Nvidia DLSS 1 and 2 antialiasing discussion *spawn*

Keep in mind that DLSS has costs and that cost is fixed.

The less tensor cores the longer that fixed cost will be so it doesn’t matter how little or how much is happening on the screen really, it has little control over that portion. to meet 16.6ms you’re going to need to be significantly less than that to make up for DLSS time.

If we assume DLSS has a fixed time of 5-6ms (it is likely less). That frame time needs to be below or around 9ms to make it.

I’m just not sure if the 2060 is the card to do that, its nearly like asking for it to make 100+ fps. Which is tough already for most cards in the 6TF range.

You would have to add Tensor Core TF's on top of that compute when running DLSS right?

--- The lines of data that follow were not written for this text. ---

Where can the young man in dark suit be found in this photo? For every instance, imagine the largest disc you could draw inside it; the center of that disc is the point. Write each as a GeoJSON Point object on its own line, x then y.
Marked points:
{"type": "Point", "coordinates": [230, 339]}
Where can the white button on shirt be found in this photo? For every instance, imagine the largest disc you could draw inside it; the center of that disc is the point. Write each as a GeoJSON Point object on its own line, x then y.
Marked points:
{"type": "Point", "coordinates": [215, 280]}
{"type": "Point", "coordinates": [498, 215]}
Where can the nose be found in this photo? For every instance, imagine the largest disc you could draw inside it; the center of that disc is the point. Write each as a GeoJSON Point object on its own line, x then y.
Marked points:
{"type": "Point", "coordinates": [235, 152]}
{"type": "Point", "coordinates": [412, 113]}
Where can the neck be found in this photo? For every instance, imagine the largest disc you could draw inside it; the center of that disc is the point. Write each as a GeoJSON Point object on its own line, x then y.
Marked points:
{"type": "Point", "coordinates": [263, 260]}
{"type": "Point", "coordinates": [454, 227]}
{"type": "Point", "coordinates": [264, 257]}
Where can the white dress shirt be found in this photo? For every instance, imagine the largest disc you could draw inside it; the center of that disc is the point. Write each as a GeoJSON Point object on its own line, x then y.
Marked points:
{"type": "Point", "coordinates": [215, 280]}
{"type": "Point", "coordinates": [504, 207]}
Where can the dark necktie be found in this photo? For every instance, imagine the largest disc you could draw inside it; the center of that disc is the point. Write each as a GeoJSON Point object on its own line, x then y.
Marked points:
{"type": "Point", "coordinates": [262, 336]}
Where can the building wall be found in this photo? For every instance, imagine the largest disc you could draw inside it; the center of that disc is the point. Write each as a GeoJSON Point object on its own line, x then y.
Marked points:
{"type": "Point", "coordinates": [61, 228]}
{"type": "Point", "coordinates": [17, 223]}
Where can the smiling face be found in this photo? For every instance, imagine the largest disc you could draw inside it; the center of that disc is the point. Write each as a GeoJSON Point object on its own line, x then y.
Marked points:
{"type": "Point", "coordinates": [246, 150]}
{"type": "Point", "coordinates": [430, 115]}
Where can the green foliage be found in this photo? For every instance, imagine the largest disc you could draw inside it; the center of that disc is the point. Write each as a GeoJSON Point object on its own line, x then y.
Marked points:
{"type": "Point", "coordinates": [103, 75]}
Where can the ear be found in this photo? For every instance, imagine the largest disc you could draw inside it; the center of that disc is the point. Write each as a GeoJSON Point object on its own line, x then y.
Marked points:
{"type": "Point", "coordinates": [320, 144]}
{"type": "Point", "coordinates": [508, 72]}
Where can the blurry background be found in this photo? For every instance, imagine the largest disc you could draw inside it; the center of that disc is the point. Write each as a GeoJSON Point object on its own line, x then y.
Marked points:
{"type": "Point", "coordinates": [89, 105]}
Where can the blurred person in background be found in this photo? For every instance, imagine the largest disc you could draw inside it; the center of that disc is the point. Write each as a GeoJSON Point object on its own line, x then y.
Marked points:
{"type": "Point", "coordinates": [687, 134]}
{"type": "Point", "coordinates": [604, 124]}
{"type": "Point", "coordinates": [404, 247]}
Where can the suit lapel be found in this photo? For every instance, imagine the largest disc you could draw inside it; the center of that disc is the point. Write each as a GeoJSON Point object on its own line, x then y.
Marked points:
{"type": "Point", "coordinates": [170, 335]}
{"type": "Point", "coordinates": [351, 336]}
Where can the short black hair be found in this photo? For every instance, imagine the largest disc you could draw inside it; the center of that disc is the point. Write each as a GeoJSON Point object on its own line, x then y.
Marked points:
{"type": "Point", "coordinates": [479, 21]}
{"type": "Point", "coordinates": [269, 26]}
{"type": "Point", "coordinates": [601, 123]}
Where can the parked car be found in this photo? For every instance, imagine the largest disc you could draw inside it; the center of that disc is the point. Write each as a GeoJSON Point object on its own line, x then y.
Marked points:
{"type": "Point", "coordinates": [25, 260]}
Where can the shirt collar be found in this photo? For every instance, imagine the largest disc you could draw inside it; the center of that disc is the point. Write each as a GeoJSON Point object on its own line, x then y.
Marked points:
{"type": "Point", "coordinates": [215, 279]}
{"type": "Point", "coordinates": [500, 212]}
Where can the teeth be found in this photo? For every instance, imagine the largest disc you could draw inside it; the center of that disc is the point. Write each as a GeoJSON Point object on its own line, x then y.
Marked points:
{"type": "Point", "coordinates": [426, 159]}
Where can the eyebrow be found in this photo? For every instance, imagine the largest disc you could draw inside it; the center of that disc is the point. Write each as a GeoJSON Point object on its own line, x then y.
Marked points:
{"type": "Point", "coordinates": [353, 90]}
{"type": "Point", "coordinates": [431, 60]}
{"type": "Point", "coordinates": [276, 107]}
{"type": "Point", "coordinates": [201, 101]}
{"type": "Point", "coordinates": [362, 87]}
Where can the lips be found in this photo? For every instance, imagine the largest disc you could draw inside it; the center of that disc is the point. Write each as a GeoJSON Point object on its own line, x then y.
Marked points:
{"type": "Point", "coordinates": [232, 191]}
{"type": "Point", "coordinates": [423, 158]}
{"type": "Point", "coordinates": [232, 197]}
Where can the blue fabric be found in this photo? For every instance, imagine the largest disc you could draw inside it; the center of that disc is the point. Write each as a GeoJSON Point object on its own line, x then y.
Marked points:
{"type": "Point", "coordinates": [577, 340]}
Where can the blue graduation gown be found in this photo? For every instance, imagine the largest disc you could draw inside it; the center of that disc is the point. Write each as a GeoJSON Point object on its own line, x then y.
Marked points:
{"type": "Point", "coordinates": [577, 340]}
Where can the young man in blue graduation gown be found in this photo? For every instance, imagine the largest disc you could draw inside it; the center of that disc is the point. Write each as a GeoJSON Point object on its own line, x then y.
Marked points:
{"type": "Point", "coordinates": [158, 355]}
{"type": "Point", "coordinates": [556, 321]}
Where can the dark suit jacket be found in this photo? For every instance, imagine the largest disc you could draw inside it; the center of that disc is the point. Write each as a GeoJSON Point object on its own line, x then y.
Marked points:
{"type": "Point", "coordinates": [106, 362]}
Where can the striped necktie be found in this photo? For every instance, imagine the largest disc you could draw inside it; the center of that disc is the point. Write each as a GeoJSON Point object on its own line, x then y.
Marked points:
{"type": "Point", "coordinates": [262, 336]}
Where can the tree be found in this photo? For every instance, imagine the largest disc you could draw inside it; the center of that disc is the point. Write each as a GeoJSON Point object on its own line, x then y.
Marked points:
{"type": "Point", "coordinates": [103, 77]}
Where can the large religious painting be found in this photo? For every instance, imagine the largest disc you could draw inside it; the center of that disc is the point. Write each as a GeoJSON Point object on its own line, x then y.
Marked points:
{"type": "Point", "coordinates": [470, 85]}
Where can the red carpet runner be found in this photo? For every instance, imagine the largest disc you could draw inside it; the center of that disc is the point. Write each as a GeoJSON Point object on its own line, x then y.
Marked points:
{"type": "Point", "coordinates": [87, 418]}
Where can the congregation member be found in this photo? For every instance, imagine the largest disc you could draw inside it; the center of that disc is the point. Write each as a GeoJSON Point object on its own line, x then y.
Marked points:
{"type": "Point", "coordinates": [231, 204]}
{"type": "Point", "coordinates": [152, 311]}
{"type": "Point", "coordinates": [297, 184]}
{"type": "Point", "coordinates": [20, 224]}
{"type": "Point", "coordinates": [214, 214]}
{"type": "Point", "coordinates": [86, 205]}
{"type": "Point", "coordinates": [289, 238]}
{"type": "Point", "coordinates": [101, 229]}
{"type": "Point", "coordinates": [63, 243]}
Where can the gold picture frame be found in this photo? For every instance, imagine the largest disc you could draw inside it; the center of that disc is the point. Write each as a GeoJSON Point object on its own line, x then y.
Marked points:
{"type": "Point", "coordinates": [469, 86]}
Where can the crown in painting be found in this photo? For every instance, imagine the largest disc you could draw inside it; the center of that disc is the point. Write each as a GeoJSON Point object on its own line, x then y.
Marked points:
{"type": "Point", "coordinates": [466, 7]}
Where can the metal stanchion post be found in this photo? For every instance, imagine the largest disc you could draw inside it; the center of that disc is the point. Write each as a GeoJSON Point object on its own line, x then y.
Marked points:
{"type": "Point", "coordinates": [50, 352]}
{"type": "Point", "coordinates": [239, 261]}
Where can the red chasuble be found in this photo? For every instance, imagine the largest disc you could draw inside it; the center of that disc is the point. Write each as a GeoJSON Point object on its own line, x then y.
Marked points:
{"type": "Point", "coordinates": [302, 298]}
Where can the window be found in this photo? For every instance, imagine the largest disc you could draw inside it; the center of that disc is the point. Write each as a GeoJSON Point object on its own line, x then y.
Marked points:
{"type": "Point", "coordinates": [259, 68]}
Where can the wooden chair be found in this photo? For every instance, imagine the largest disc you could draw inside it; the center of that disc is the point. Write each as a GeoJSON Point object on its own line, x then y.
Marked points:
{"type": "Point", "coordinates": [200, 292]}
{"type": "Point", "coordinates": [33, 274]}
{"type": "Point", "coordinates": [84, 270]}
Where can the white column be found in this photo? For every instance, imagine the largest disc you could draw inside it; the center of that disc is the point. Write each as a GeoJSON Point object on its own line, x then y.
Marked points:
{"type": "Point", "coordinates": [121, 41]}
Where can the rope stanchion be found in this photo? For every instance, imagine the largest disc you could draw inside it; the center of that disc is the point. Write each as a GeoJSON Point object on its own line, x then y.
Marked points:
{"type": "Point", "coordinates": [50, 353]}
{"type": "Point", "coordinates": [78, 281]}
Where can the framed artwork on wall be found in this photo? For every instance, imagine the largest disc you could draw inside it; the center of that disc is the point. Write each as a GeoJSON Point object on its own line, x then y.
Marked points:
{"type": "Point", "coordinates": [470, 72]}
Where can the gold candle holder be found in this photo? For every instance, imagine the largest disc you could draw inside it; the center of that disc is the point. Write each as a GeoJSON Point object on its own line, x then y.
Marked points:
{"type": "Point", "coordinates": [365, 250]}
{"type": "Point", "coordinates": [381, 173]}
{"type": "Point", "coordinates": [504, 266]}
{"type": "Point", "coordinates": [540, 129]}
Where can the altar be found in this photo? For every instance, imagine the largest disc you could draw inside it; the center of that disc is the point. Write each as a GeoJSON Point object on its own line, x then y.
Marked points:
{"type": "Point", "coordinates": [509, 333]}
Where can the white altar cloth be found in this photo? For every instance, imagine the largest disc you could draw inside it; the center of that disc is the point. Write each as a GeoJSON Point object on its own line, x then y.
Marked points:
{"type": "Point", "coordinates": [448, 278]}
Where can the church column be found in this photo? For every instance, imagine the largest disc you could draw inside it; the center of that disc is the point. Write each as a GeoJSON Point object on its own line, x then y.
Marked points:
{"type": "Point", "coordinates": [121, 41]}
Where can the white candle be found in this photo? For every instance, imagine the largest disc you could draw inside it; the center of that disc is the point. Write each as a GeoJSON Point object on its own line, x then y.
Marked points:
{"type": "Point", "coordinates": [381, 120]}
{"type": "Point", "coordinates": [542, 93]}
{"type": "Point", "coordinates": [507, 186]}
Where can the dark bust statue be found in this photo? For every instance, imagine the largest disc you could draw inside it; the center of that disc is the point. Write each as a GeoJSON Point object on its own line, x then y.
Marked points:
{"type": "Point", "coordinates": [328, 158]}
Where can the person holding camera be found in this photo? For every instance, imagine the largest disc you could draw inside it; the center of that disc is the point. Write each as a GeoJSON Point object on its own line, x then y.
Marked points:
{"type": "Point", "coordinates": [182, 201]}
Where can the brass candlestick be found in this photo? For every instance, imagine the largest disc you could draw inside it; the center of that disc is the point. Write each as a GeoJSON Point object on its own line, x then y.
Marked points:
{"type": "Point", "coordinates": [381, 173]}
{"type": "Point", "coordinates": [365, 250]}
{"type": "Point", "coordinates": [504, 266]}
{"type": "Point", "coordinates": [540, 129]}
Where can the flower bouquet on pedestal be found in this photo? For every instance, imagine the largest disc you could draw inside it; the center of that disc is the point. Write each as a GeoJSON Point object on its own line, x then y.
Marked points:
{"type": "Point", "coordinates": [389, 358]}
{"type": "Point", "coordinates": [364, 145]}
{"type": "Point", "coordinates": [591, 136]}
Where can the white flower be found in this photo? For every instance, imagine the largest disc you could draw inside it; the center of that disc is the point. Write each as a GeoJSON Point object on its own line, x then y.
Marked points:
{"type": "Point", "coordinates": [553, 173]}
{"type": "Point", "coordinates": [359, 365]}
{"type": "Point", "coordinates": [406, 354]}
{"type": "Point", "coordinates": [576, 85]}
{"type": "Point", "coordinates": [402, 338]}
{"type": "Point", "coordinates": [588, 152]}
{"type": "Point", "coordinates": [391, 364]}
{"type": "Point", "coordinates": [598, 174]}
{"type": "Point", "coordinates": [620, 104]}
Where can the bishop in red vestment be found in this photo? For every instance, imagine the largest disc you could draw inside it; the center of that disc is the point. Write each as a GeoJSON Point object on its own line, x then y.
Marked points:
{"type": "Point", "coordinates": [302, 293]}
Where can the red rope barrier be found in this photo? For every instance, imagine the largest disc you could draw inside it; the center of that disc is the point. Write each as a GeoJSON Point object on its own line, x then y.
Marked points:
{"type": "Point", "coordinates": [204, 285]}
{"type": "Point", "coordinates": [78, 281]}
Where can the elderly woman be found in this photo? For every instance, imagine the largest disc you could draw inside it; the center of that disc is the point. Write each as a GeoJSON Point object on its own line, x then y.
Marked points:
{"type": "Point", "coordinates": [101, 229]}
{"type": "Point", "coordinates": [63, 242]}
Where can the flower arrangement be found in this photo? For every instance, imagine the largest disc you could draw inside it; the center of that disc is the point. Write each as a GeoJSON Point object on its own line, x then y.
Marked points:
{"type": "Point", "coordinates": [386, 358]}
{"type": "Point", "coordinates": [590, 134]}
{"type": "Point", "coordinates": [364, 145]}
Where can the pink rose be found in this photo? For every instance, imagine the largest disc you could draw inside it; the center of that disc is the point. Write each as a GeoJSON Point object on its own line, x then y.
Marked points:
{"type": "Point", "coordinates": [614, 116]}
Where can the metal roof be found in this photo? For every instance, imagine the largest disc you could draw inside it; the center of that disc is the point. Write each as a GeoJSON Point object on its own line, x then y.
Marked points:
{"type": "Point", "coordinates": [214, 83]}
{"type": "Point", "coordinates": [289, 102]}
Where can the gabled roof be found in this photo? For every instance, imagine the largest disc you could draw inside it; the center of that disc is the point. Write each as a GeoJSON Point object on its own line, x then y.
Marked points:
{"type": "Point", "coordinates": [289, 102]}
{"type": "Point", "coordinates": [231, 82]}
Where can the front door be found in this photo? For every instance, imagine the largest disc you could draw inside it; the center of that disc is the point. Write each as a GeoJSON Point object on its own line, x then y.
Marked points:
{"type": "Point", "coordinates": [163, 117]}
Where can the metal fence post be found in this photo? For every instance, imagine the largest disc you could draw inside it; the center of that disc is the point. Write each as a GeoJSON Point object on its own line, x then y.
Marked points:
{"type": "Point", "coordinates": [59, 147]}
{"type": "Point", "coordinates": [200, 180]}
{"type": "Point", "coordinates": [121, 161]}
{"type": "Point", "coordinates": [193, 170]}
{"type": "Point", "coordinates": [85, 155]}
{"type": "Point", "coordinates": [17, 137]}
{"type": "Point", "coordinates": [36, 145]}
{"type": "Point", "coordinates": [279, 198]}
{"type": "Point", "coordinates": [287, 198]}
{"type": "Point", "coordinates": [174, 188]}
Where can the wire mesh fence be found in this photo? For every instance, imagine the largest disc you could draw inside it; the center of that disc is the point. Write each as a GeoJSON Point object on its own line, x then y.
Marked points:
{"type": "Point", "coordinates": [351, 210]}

This show that compute run all the time but Raytracing and DLSS run concurrently on top of that...and add performance on top of the normal compute performance:
Desktop-Screenshot-2020.09.01-11.17.07.05-1030x579.png


Pure FLOPS were always a "rubber" metric...but now it just go a whole lot worse
 
DLSS in its 2.0 iteration is a bit different to think about - when I say it is rendering internally at XXXX by XXXX resolution in the video I am simplifying it a bit. Post processing like motion blur, depth of field, bloom, colour correction, etc. is all done at native resolution actually in DLSS 2.0. So it more expensive by default than just rendering at the internal resolution. THen you have the DLSS run time on top, which is different between GPUs and also different between Ampere and Turing (Ampere has a level of concurency I believe with its Tensor cores that TUring does not have).
 
DLSS in its 2.0 iteration is a bit different to think about - when I say it is rendering internally at XXXX by XXXX resolution in the video I am simplifying it a bit. Post processing like motion blur, depth of field, bloom, colour correction, etc. is all done at native resolution actually in DLSS 2.0. So it more expensive by default than just rendering at the internal resolution. THen you have the DLSS run time on top, which is different between GPUs and also different between Ampere and Turing (Ampere has a level of concurency I believe with its Tensor cores that TUring does not have).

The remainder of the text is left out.